When Philadelphia cops literally took the child and ran, they knew where they could get back-up if they wanted it.


Police smashed the windows of a mother's SUV, then dragged her and her children out.
What came next was worse. (Video by Aapril Rice)

By now you’ve probably at least heard about the story; perhaps you’ve seen the video.

 In the Philadelphia Fraternal Order of Police version, a two-year old was rescued from rioting by one of their officers. They posted pictures with this caption: 

 “This child was lost during the violent riots in Philadelphia, wandering around barefoot in an area that was experiencing complete lawlessness. The only thing this Philadelphia police officer cared about in that moment was protecting this child.”

 But that’s not what happened.
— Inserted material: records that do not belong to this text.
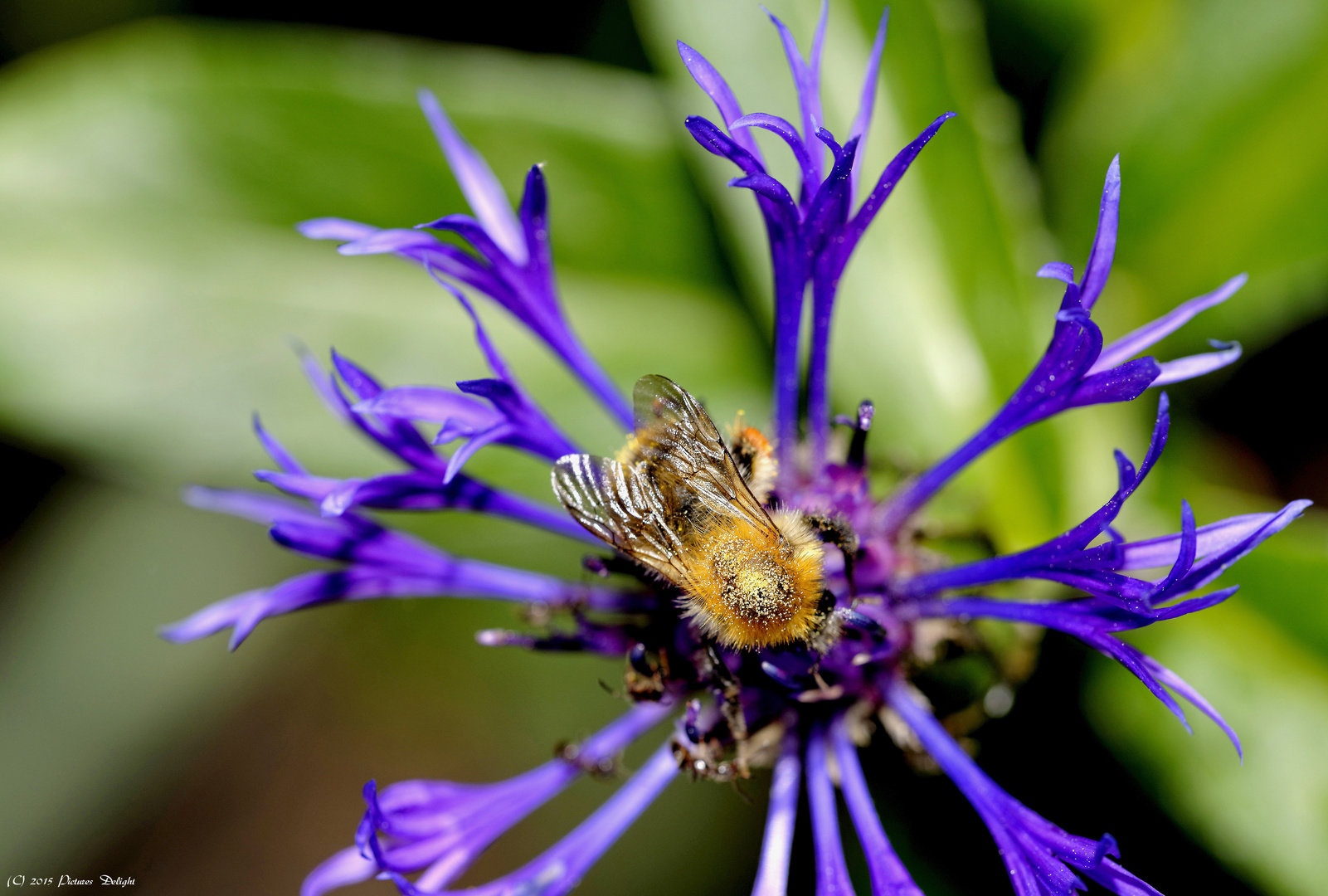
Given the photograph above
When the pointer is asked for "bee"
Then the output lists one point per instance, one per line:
(680, 504)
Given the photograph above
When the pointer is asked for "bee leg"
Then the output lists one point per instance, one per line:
(731, 692)
(837, 530)
(861, 424)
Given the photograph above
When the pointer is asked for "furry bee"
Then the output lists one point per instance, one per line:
(680, 504)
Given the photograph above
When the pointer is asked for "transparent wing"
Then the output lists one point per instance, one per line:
(622, 508)
(684, 455)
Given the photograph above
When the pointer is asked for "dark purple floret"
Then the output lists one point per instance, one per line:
(892, 608)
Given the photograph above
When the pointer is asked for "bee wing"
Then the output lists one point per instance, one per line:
(687, 460)
(623, 508)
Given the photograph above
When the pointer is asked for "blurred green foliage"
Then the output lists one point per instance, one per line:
(150, 283)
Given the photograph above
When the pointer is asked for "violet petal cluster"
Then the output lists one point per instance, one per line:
(804, 709)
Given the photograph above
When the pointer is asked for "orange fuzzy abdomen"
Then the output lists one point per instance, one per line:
(752, 587)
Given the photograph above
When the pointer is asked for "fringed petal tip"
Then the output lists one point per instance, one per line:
(340, 229)
(1063, 271)
(342, 869)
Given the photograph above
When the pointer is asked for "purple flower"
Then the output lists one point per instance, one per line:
(512, 262)
(440, 827)
(801, 704)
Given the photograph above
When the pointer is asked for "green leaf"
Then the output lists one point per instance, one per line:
(150, 279)
(1219, 112)
(1268, 818)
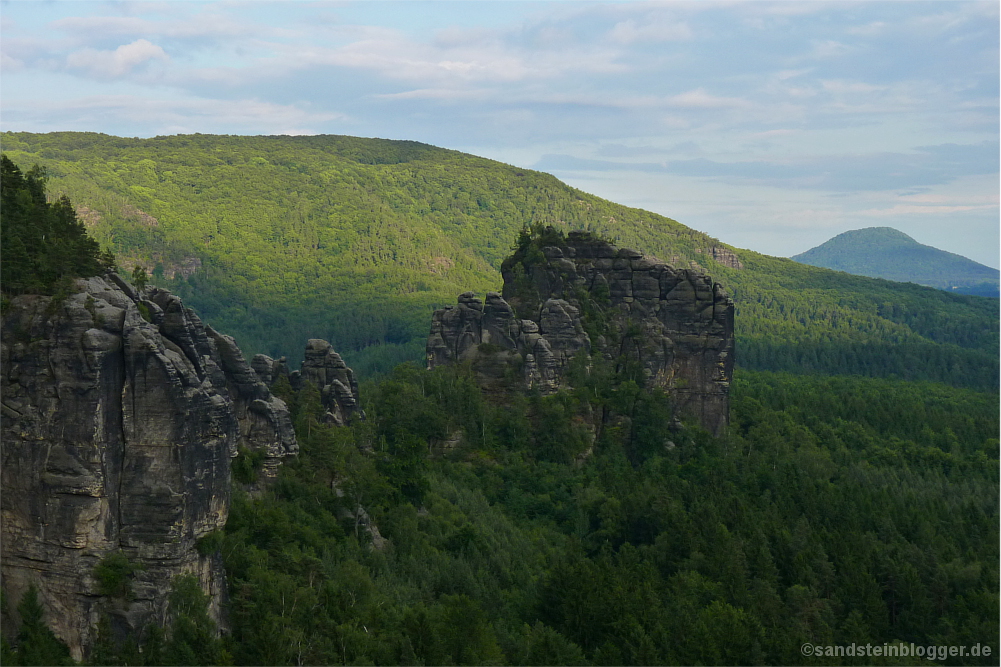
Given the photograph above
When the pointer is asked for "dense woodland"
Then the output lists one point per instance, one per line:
(839, 509)
(278, 239)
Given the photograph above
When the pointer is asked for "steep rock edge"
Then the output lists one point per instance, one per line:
(326, 371)
(567, 295)
(121, 413)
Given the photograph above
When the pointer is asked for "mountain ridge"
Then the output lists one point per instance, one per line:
(888, 253)
(280, 239)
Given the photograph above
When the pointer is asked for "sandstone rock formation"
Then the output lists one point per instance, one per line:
(324, 369)
(121, 413)
(581, 294)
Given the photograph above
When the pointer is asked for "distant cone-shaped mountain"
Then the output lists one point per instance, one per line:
(888, 253)
(357, 241)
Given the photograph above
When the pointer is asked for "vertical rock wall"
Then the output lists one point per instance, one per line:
(120, 416)
(676, 322)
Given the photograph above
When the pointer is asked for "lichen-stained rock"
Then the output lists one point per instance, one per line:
(676, 322)
(117, 435)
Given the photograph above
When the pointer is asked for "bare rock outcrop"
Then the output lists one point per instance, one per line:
(326, 372)
(567, 295)
(121, 413)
As the Philadelphia Inquirer reported:

 Philadelphia police pulled a woman from an SUV during unrest in West Philadelphia Tuesday morning, beat and bloodied her, separated her from her toddler for hours, and kept her in handcuffs in the hospital, her attorneys said Friday.

 The toddler also was injured, they said. 

 The thing is, the lawyers’ version is the one that’s backed up with video.  


But here’s the part of the story I find striking.  According to the mother’s lawyers

  police at the scene refused to tell her where her child would be taken, saying only “he’s gonna go to a better place, we’re gonna report it to DHS," presumably referring to the Department of Human Services, the city’s child-welfare agency.

 Fortunately, that apparently didn’t happen.  The lawyers say that after hours apart, during which the toddler was kept in the back of a police cruiser in his car seat, (which reportedly still had glass from when the police broke the windows of the SUV), and a trip to Children’s Hospital of Philadelphia to treat his injuries, mother and child were reunited.

 But what does it say about the culture of Philadelphia law enforcement and Philadelphia child welfare that the first instinct upon encountering a Black mother and her young child trying to slowly and carefully drive away from trouble is to, literally, take the child and run, apparently secure in the knowledge that Philadelphia DHS would back them up? How many other times have police threatened Black families with needless separation of their children because they knew the child welfare agency is their eager partner?  After all, Philadelphia tears apart families at one of the highest rates among America’s big cities.

 In fact, the child was at risk of needless removal at least twice. The mother is lucky that Children’s Hospital of Philadelphia didn’t simply assume she must have caused the toddler’s injury and call DHS – given their well-known hair trigger for such reports, and the fact that Philadelphia DHS encourages just that.  (I’m assuming they didn’t actually call DHS. So far there are no reports of a caseworker showing up at the family home.)

 Though it’s more likely to happen in Philadelphia than in many other big cities, this could have happened anywhere. All over America you can do almost anything you want to a Black family as long as you claim that “The only thing [you] cared about in that moment was protecting this child.”